The results presented in Chapter Two of this dissertation show that HIV+ participants had reduced CD4+ T cell levels, with predominant depletion of the memory subset, but preservation of naive cells. In most of these HIV+ participants, levels of CD4+ T cells that were recent thymic emigrants' CD4+ T cell levels were normal, and enhanced thymopoiesis was present, as indicated by higher proportions of CD4+ T cells containing TCR recombination excision circles. Memory CD4+ T cell depletion was highly associated with CD8+ T-cell activation in HIV-1-infected persons, and plasma interlekin-7 levels were correlated with levels of naive CD4+ T cells, suggesting activation-driven loss and compensatory enhancement of thymopoiesis. Deep sequencing of CD4+ T cell receptor sequences in HIV+ subjects who had high levels of compensatory enhancement of thymopoiesis revealed supranormal TCR diversity, providing additional evidence of enhanced thymic output.

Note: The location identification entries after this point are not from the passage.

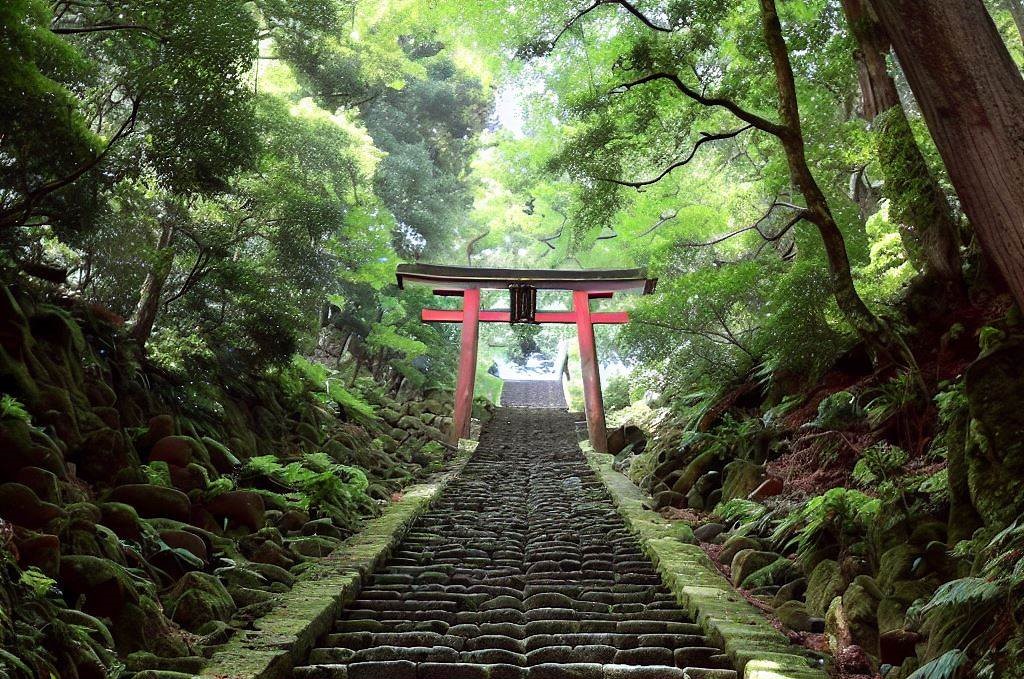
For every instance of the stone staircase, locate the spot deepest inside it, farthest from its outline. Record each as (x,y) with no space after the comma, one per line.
(522,570)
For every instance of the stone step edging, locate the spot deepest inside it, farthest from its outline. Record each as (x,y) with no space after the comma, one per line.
(757,649)
(286,635)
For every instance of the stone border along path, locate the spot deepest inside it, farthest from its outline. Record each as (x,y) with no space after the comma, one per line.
(752,643)
(280,639)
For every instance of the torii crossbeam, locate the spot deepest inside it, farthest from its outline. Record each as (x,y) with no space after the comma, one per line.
(467,282)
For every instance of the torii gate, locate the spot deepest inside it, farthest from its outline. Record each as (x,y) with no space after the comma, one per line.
(466,282)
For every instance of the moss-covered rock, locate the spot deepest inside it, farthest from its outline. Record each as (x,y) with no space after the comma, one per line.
(735,544)
(19,505)
(824,584)
(777,573)
(895,564)
(994,456)
(749,561)
(794,614)
(741,477)
(97,585)
(860,605)
(154,501)
(694,470)
(198,598)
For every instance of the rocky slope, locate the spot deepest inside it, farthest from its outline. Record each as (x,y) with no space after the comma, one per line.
(146,513)
(865,519)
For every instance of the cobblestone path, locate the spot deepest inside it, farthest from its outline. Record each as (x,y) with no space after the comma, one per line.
(522,570)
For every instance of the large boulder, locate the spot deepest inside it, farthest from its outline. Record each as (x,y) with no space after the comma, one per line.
(19,448)
(824,584)
(96,585)
(241,508)
(40,550)
(198,598)
(741,477)
(19,505)
(735,544)
(694,470)
(749,561)
(101,454)
(220,457)
(154,501)
(180,451)
(794,614)
(122,519)
(994,456)
(860,605)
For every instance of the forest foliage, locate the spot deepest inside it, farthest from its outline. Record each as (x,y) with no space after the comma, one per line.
(235,182)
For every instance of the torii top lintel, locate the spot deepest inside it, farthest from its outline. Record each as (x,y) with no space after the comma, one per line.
(473,278)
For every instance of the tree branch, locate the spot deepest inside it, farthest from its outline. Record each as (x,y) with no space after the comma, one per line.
(628,6)
(20,211)
(100,28)
(705,138)
(794,220)
(711,101)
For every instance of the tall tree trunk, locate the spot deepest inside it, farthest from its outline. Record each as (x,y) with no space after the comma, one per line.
(867,326)
(916,203)
(148,304)
(971,94)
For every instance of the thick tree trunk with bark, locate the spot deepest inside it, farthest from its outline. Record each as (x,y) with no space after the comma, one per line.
(971,94)
(916,202)
(867,326)
(148,303)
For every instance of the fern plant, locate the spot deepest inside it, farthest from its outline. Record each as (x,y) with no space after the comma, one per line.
(740,510)
(318,484)
(840,515)
(979,613)
(13,409)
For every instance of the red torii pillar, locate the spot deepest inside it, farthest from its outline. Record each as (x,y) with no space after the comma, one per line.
(467,283)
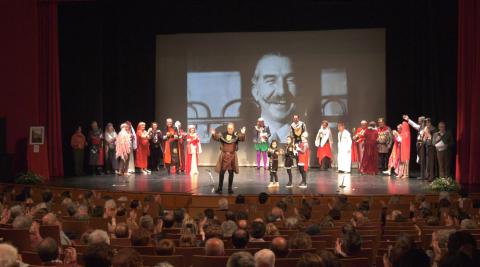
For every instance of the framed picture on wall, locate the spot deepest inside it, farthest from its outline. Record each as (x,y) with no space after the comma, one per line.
(37,135)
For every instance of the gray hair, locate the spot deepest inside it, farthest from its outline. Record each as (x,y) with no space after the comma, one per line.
(22,222)
(228,227)
(223,203)
(264,257)
(241,259)
(98,236)
(8,255)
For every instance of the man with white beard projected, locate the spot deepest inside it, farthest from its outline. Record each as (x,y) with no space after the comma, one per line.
(274,90)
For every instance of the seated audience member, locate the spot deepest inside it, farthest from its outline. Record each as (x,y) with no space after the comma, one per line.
(9,256)
(257,231)
(127,257)
(98,236)
(214,247)
(349,245)
(51,219)
(187,240)
(165,247)
(300,241)
(264,258)
(262,198)
(141,237)
(279,246)
(98,255)
(228,227)
(122,230)
(240,238)
(25,222)
(223,204)
(241,259)
(322,259)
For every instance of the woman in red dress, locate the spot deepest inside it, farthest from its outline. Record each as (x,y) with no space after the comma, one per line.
(143,148)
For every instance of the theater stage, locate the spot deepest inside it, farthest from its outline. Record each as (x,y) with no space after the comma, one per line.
(249,181)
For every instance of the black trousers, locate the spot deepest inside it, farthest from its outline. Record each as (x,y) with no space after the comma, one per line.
(221,177)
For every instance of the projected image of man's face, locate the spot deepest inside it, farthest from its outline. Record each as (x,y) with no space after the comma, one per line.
(274,87)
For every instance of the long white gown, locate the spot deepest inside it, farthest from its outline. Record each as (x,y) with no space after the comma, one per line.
(344,151)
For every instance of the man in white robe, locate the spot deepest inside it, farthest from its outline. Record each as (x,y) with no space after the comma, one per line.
(344,149)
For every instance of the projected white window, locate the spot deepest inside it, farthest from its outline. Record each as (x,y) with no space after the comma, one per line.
(334,93)
(213,99)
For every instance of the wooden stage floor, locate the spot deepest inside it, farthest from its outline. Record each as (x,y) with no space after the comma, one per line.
(250,181)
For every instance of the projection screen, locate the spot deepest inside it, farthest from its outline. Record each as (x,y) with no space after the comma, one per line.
(210,79)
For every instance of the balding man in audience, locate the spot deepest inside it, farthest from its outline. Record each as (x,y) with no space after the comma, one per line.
(264,258)
(51,219)
(214,247)
(279,247)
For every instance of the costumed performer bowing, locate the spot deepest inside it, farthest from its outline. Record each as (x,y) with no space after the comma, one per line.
(290,154)
(227,160)
(262,134)
(303,151)
(323,141)
(273,153)
(194,147)
(344,157)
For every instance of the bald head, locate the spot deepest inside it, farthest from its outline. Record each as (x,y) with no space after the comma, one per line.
(264,258)
(279,247)
(214,247)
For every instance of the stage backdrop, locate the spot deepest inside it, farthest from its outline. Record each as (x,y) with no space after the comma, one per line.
(214,78)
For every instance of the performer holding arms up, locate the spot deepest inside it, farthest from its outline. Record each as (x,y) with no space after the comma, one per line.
(297,128)
(273,153)
(323,142)
(194,147)
(227,160)
(344,149)
(303,157)
(262,133)
(143,148)
(290,154)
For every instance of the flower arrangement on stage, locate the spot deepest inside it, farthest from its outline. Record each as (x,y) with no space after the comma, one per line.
(444,184)
(29,177)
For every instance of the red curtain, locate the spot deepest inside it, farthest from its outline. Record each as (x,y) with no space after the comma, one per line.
(468,93)
(49,84)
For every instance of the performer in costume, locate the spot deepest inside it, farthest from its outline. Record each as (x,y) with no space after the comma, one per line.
(290,154)
(110,158)
(194,147)
(359,139)
(369,163)
(181,145)
(78,143)
(143,148)
(303,151)
(133,137)
(227,160)
(96,151)
(297,128)
(123,146)
(323,141)
(172,149)
(344,157)
(262,134)
(394,159)
(384,143)
(155,146)
(273,153)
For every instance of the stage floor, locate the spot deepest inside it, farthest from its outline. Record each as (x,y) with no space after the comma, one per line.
(250,181)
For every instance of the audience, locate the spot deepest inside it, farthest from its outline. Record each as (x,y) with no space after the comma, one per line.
(264,258)
(241,259)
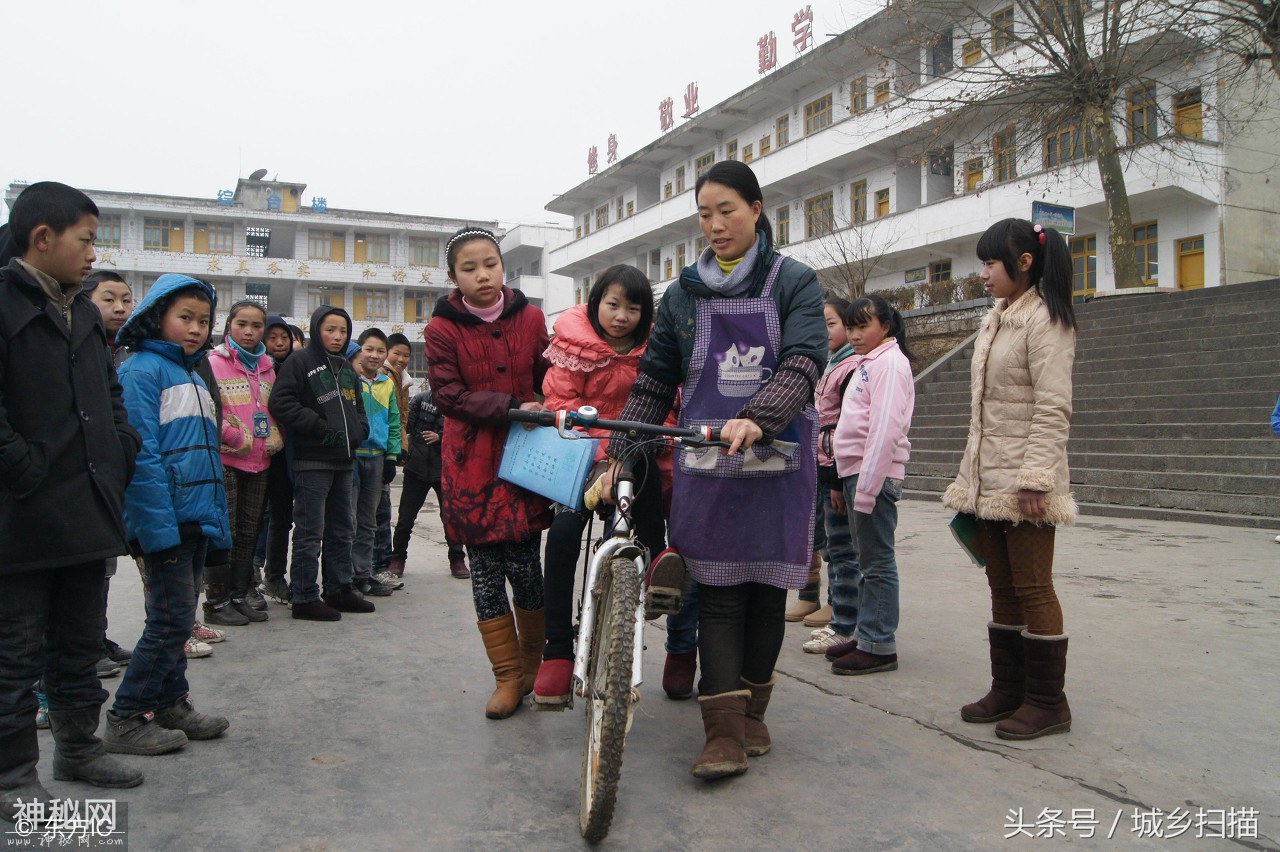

In Chapter Three we introduce and describe an inexpensive new technique to quickly and efficiently identify, clone and functionally test epitope-specific TCR. Using this new technique and samples from multiple HIV+ HLA-B*5701 persons, we identified, cloned and functionally tested four KF11-specific TCR. The four identified KF11-specific TCR were able to recognize and lyse target cells that were peptide-loaded with the six most common circulating variants of KF11. These six variants make up 97% of all circulating variants, according to the Los Alamos HIV database. The functional avidity and killing efficiency of the KF11-specific TCR were also investigated. Consonant with prior supporting data on KF11-specific TCR, the functional avidity observed for these four KF11-specific TCR had a range of 89 ng/ml to 832 ng/ml. One of the KF11-specific TCR was tested for its ability to lyse HIV-infected cells. This TCR was able to lyse cells infected with three of the four variants that were previously recognized and lysed in the peptide-loaded target cells. If these TCR are validated in vivo, and they are to prevent viral escape, the process could be repeated with other HLA restricted epitopes in order to develop a new treatment against HIV-1.